Using placeholders for passthrough content during the second parsing phase is not mandatory, but can substantially simplify the parsing rules and make room for optimizations (specifically those that avoid parsing when not necessary). For implementations that choose to take this route, the AsciiDoc Language specification should designate characters for this purpose (e.g., DLE and NUL).

Appendix B: Offsets and Attribute Reference Expansion

One of the drawbacks of expanding attribute references in a preprocessor phase is that it modifies character offsets, causing the second parse phase to report character offsets that don’t line up with the source text. If we want an accurate parse tree from the inline syntax, this problem needs to be addressed. This problem can be solved by tracking the accumulated delta between the source text and the expanded text during the first phase.

First, an offsets table should be built that maps the 0-based position of every character in the source text to an offset object. At a minimum, each offset object contains a delta property/key, which is initially 0. When an attribute reference is encountered, the delta between the length of the attribute reference (e.g, {name}) and the length of the resolved value should be computed. The value should then be assigned to the delta property/key in the offsets table for every position that follows the attribute reference. In other words, we track how much the following characters have shifted as a result of the expansion.

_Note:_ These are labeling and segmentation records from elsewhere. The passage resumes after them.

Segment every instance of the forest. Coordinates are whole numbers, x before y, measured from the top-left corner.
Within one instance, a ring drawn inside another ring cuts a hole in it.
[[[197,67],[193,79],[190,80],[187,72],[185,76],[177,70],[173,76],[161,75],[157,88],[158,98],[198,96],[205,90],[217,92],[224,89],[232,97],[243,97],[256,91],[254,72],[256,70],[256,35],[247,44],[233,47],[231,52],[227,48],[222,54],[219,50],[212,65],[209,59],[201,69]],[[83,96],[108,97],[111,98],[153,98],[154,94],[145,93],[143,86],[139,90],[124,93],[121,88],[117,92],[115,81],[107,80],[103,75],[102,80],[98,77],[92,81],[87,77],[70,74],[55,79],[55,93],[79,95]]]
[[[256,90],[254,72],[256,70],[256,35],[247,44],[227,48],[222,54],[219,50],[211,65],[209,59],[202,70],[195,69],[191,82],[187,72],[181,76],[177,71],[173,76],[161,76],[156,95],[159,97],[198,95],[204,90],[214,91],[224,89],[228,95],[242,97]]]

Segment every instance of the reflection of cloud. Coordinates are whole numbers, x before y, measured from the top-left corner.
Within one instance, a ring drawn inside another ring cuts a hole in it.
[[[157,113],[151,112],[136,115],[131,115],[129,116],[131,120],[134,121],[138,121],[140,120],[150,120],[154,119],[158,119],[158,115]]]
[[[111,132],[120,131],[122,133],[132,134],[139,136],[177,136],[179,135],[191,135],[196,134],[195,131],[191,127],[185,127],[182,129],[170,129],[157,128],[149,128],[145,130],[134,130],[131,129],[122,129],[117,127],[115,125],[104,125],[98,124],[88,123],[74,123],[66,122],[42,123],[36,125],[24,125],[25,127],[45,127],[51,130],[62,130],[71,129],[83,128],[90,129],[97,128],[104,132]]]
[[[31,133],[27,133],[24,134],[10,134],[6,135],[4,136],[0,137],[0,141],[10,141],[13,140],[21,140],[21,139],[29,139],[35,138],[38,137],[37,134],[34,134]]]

If a delta already exists at the start position of the attribute reference, it should be added to the delta (which becomes the accumulated delta). For each subsequent position in the attribute reference, 1 should be subtracted from the delta. This allows the position of every character in the attribute value to be attributed to the start position of the attribute reference (since that value is not actually in the source text). All replaced positions in the offsets table should be assigned the attribute name that was replaced so that this can be traced. The offsets table could optionally track the offset of that character within the attribute value (for use in application messages).

During the second parsing phase, the parser must translate the beginning position of a node to the position in the source text by adding the delta from the offsets table for that position. This ensures that the character offset for a node is the one from the source text, not the expanded text.